Elk Grove Fine Arts Center is so excited to be partnering with The County of Sacramento's "Stop Stigma Speakers Bureau" to bring the Journey of Hope Show to the Center for the month of August. In this show, real life stories of people dealing with mental health issues, will be brought to life through the artistic interpretations of local artists. Four of our Member Artists have chosen to create a art piece inspired by the personal story they were given. Over the next few days, we will be highlighting these artists, as they share their thoughts on the process, including a peek at the art they have created.
JOLENE MATSON: "GIRL INTERRUPTED" - CERAMIC
I enjoy creating art that touches people’s emotions in some way and that expresses my feelings about my subjects. The opportunity presented by Journey of Hope to interpret another person’s thoughts and feelings in coping with mental illness was intriguing to me, and offered me an interesting challenge.
Laura Bemis’ story of going through Electroconvulsive Therapy (ECT) as a teenager to help alleviate her suicidal behaviors/violent episodes, and the resulting depression is a powerful testament to the horrors people who have experienced mental illness live with and overcome. That she is now an advocate for people with mental illness and is helping them find a voice though her work with Journey of Hope, as well as being an outstanding professional photographer fills me with admiration.
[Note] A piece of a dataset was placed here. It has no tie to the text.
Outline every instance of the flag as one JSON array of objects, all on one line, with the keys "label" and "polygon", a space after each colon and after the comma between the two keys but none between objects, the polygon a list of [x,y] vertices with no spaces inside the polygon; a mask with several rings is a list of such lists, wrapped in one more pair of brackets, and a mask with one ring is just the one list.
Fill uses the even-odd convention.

Her story is the essence of this show…that there IS hope, that one CAN achieve their dreams, that the struggle IS worthwhile even when it is not easy and straightforward.
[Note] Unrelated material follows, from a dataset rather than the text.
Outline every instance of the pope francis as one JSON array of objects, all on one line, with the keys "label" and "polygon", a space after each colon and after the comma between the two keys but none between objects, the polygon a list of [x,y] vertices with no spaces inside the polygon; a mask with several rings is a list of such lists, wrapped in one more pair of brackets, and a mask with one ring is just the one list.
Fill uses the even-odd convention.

The art piece I created to go with her story is titled “Girl, Interrupted.” Laura’s story made me think how it must have felt to a teenage girl having to deal with debilitating depression, and chaotic, suicidal thoughts which led her to cut herself to release the pain, and how the dread of her ECT treatments horrified her, and then left her drained of all emotion. I thought of how alienated she must have felt from other girls her age, and how she might have thought she was an outcast from society…thus the girls’s green hair. The turbulent, stormy skies of her youth, though, are behind her now, and a calmer and brighter future is ahead. It is a graphic piece, trying to capture these feelings in a jig-saw puzzle format to express the different pieces of her life.
I enjoyed doing this piece for the Journey of Hope Show, and for Laura Bemis…to express my sincere admiration for her courage and enduring spirit, and for her willingness to share her story so that others can benefit, and so we can all move forward in shedding the stigma of mental illness.